Emmanuel Macron est un capitulard, mais il est malin. J’avais dit dans ces colonnes que l’abandon du projet NDDL était une catastrophe politique qui, au-delà de la réalisation même de ce projet, portait un coup très dur aux procédures administratives qui organisent, et régulent, l’aménagement du territoire.

Depuis maintenant près de 30 ans, tous les acteurs dont je fais partie avons patiemment mis en place un ensemble de règles qui permettaient de marier l’aménagement et la protection de l’environnement. Études préalables, dossiers de création, études d’impact, concertations, enquêtes publiques, processus de maîtrise foncière, rôle des collectivités locales, contractualisation des missions, cela prenait du temps mais une fois les décisions prises et validées, on pouvait envisager la réalisation d’équipements publics.

Après le petit projet local de la retenue collinaire d’irrigation de Sivens voulue par des agriculteurs locaux pour vivre et travailler au pays, voilà qu’un projet d’importance que tous les arbitrages démocratiques rendus avaient permis, vient lui aussi d’être abandonné en rase campagne (au propre comme au figuré). Pour complaire à une minorité bruyante et par refus de faire respecter l’autorité de l’État. J’ai enseigné pendant des années à l’université les droits de l’urbanisme et de l’environnement.

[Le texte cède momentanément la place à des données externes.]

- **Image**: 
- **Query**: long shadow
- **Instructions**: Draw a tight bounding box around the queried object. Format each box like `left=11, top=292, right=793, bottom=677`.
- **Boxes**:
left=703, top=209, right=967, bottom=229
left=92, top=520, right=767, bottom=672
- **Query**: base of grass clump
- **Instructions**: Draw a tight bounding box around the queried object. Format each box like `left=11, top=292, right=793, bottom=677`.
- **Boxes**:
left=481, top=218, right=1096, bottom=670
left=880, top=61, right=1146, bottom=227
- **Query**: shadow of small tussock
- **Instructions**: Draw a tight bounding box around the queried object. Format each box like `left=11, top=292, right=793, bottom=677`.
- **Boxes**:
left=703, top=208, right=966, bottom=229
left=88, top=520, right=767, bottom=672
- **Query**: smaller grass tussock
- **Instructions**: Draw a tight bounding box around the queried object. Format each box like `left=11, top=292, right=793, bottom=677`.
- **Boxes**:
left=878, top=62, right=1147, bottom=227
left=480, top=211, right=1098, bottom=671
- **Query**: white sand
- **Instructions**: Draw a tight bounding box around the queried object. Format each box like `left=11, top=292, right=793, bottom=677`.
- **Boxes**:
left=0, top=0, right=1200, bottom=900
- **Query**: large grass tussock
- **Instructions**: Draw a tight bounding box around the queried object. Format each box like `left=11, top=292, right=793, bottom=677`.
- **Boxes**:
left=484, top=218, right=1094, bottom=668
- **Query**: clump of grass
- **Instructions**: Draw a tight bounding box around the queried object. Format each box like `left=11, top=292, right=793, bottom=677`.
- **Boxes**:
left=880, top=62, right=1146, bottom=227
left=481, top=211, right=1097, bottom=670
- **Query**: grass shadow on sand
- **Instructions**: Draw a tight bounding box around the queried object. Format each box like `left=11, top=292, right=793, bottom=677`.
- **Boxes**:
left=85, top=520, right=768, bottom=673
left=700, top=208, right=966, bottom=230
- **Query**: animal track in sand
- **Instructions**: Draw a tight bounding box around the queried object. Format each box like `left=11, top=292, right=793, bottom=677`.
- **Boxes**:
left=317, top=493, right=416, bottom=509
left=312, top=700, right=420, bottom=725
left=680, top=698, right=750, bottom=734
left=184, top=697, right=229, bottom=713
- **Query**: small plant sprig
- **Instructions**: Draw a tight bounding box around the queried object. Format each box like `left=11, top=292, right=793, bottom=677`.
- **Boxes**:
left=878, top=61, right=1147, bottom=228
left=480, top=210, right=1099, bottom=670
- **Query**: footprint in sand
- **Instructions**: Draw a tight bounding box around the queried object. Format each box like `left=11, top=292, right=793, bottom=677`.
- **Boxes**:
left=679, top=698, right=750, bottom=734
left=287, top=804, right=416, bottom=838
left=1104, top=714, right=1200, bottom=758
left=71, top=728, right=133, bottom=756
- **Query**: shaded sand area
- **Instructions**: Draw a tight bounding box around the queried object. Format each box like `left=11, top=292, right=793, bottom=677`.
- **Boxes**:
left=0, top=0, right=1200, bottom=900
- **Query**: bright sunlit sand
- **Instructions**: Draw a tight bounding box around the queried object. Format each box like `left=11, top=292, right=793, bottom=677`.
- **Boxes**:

Aujourd’hui, cet enseignement serait vraiment inutile, puisque ce sont les analphabètes juridiques-experts que l’on trouve sur la toile qui décident.

Gaspillage financier

Tant pis, surtout que je sais bien que les mêmes causes produisant les mêmes effets, l’agrandissement de « Nantes Atlantique » ne se fera jamais. Et je dois dire que personnellement je m’en fous un peu, car cela n’aura aucune conséquence sur ma vie tous les jours. Et puis, déplorer la disparition de l’autorité de l’État, c’est céder à la nostalgie. Ce qui me chagrine un peu plus, c’est le gaspillage financier, déjà décrit dans ces colonnes.

Comme malheureusement, tous les experts et opposants qui se réjouissent du viol de l’État de droit ne seront pas mis directement à contribution (alors que ce serait normal), je sais que mon porte-monnaie de contribuable va être sollicité. C’est très injuste, mais c’est comme ça.

Mais en fait, il est peut-être possible que non. J’avais décrit comment à l’aide d’une jolie acrobatie, le gouvernement avait payé un solde de 350 millions d’euros à la société autrichienne Écomouv après l’abandon du projet des portiques. Une amende forfaitaire de ce montant, négociée avec la banque HSBC en contrepartie de l’abandon de poursuites pour blanchiment de fraude fiscale avait prestement rejoint les poches d’Écomouv.

Eh bien, il semble que la méthode inspire les fonctionnaires de Bercy qui viennent de trouver la recette permettant d’éponger la dette de l’État vis-à-vis des entreprises contractuellement chargées de la réalisation de l’aéroport. Et par la même occasion, ils nous ont indiqué le montant de la facture.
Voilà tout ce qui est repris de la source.